Asking Price: This is used with the traditional method of sale called ‘Private Treaty’ where a set figure is agreed with the seller and buyers are encouraged to submit offers they would like to pay based on the price the seller is asking for their property.

Pre-market listing/pre-market sale: When a property is available for sale, however the Agent and Vendor have agreed on a pre-market phase of the campaign which allows the Agent to market the property to his/her database of buyers. If the property is not matched to a buyer in this phase, it will then be launched to market with a strategy to capture a wider audience through print and digital marketing platforms.
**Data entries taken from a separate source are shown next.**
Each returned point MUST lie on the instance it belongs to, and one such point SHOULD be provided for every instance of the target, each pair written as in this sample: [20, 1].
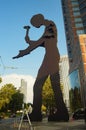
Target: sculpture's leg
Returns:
[37, 100]
[62, 113]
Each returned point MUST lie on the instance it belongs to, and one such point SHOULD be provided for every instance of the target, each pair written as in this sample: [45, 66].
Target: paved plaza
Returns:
[10, 124]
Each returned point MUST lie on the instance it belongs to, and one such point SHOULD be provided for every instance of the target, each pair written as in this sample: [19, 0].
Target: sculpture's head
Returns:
[37, 20]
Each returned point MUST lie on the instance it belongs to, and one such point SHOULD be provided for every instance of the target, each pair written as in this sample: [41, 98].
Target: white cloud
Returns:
[15, 79]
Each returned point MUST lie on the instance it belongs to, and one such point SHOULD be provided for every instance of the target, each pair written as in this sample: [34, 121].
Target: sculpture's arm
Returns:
[33, 45]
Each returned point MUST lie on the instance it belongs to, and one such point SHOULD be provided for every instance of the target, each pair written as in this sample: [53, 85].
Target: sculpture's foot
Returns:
[60, 117]
[35, 117]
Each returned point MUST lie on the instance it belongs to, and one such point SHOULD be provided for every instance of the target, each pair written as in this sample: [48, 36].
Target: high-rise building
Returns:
[74, 15]
[23, 89]
[64, 79]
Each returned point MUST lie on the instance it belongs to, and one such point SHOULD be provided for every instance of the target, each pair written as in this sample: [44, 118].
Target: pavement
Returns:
[11, 124]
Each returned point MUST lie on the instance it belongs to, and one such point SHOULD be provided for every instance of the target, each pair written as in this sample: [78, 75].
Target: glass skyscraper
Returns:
[74, 15]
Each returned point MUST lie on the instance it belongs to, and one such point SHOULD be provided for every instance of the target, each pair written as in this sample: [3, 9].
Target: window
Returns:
[80, 32]
[75, 8]
[76, 13]
[78, 19]
[78, 25]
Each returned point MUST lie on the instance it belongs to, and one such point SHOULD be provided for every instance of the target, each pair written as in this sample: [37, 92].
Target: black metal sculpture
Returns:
[50, 66]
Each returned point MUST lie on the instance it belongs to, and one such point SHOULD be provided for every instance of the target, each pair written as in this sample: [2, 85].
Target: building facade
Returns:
[23, 89]
[74, 15]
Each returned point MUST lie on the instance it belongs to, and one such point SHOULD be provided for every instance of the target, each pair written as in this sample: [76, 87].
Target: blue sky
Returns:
[14, 14]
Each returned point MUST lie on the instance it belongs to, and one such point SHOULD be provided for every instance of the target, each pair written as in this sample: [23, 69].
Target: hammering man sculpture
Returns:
[50, 66]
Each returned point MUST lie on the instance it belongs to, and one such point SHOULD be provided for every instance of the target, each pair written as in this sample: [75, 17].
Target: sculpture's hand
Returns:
[21, 54]
[27, 39]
Easements: Real property in NSW can be subject to what is called “restrictions on use or title” these are noted on the Certificate of Title which is your document of proof of ownership. These restrictions usually refer to easements or the enablement of the use of part of the land by others such as rights of way, drainage, sewerage lines and other such domestic or government usages. It is always wise to check and understand the implications of such restrictions as well as covenants or limitations on use or height as they can affect the development potential of land.

Covenants: Many purchasers find when they purchase land or an existing home that their solicitor emphasises the “Restrictions on Use” or the “Covenants” on the title to the property. In essence, a property covenant can guide or restrain how you build or alter your property, or how you use the land. You can find a property covenant in a contract of sale, but most commonly within a land’s certificate of title or in a separate document referenced within the title.
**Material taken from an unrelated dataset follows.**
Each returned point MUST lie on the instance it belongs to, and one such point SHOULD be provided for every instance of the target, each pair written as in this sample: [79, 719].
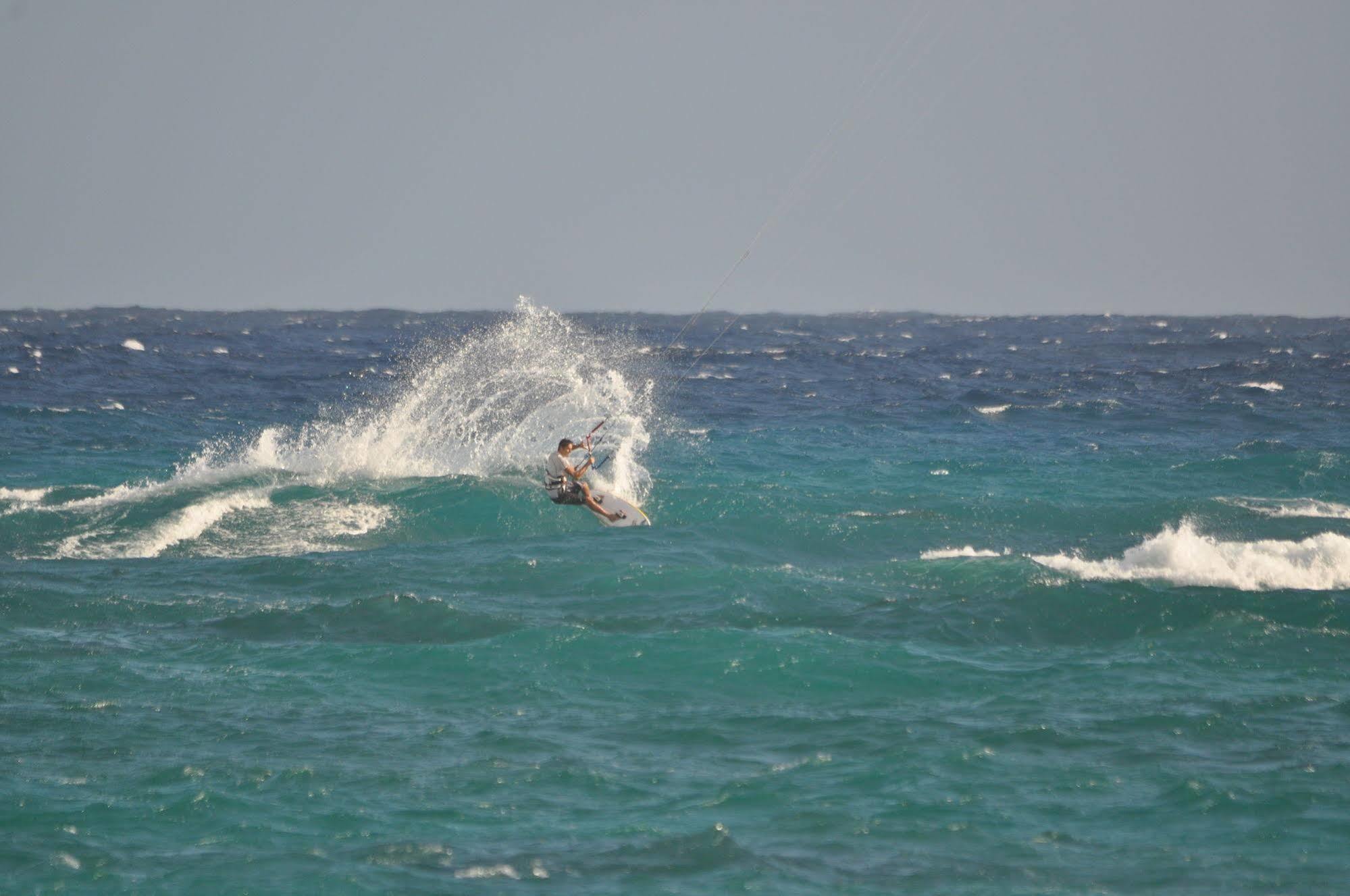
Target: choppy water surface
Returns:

Gazumping & Cooling off: Gazumping is often a misunderstood term and has been a big problem in NSW, as the law makes it compulsory for agents to ‘gazump’ in certain circumstances. It basically means an agent or seller accepting an offer from a buyer and then prior to the exchange of contracts accepting an offer from another buyer. The law states that it is an offence if an agent fails to submit all offers to a seller for consideration prior to exchange of contracts. This is why cooling off periods were put in place to enable buyers to exchange contracts immediately after an offer is accepted and then have 5 days to do their due diligence where the property cannot be sold to anyone else.

Exchange: Exchanging sale contracts is the legal part of selling a home. There will be two copies of the sale contract: one for you and one for the buyer. You each sign one copy before they are swapped or ‘exchanged’. This can be done by hand or post and is usually arranged by your solicitor, conveyancer or the agent. At the time of the exchange, the buyer will be required to pay a deposit, usually 0.25% of the purchase price for an exchange with a 5 day cool off period, or 10% for an unconditional exchange.

Settlement: Settlement is the conclusion of the sale transaction and usually takes place six weeks after contracts are exchanged, however settlement periods can differ if all parties agree.